Find $\int_C \vec F \cdot d \vec r $ where $C$ is a circle of radius $2$ in the plane $x + y + z = 5$, centered at $(4,4,-3)$ and oriented clockwise when viewed from the origin, if $\vec F = 4y\vec i - 5\vec j + 2(y-x)\vec k$.
The chapter is on Stoke's theorem, so I'm using that method to solve it.
$$\int_C \vec F \cdot d \vec r = \int \int_S curl \vec F \cdot d\vec S$$
$$ curl \vec F = <2, 2, -9>$$
$$ d\vec S = \frac{\nabla g}{\lvert\nabla g \cdot \vec k \rvert} = \frac {<1,1,1>}{1} $$
So the integral is just $ \int \int_D -5 dA $. At first, for $dA$ i just found the area of the circle, which gave me an answer of $-20 \pi$, which was wrong. Then i switched the sign in case i messed up the orientation and it was also wrong.

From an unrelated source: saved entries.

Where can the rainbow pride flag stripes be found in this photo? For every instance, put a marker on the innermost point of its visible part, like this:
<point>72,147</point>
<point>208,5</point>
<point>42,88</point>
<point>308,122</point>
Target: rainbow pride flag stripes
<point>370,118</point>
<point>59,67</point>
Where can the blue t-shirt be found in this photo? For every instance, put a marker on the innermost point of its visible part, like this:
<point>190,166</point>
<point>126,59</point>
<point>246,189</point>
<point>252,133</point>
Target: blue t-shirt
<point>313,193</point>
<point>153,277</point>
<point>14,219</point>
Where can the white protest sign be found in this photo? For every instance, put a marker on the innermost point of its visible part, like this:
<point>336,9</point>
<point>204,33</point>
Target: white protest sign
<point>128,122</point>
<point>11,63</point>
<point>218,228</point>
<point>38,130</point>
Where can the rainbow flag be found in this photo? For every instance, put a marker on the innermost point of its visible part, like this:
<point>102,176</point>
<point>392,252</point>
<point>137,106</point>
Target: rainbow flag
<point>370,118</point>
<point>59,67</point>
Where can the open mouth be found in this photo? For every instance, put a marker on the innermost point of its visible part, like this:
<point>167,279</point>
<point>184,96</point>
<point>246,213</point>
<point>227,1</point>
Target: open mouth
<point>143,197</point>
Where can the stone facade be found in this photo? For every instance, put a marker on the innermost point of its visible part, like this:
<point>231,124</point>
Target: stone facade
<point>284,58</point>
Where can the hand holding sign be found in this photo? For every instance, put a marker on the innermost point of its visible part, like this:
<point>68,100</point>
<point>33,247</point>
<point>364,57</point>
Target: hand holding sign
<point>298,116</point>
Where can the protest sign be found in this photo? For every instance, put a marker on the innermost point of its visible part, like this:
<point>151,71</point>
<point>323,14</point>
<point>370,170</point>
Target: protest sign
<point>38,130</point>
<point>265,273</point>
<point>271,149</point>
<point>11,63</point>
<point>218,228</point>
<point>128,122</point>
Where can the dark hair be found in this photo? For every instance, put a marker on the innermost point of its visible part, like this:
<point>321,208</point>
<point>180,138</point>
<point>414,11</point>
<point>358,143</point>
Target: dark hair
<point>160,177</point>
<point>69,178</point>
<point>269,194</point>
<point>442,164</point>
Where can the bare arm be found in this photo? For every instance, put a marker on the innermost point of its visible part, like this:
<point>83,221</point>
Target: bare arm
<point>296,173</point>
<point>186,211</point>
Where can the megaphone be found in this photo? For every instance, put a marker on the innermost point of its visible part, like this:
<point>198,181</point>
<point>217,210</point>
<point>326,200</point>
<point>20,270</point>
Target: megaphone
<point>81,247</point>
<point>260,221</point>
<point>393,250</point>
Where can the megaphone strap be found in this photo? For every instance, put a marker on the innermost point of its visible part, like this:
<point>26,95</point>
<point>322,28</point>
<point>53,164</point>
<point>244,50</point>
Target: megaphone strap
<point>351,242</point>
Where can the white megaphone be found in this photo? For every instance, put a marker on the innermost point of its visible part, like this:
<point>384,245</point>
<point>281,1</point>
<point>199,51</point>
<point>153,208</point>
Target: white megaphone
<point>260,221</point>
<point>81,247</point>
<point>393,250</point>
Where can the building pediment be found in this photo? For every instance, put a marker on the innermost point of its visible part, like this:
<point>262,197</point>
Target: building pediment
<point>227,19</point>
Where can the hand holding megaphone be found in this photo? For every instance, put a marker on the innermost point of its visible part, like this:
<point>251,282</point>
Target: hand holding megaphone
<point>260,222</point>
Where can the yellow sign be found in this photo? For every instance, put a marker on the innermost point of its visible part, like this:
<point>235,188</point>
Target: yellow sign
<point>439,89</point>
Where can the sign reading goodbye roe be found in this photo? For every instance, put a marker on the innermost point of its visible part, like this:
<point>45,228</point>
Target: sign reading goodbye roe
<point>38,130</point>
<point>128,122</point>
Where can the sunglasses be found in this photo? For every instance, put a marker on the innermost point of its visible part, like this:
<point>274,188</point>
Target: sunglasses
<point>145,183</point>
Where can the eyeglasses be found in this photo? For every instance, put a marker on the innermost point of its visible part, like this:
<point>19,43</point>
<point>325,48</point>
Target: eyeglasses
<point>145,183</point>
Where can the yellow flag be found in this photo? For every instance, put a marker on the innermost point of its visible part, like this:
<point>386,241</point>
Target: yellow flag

I then realized that I needed to project the circle onto the xy plane and take the area of the resultant ellipse, but I'm not sure how to do this.
Don't project the circle in the tilted plane. Just figure out $\text{curl}\,\vec F \cdot \vec n$, where $\vec n$ is the unit normal (appropriately chosen to give the correct orientation). That will be a constant, so the answer will be that constant times the area of the circle.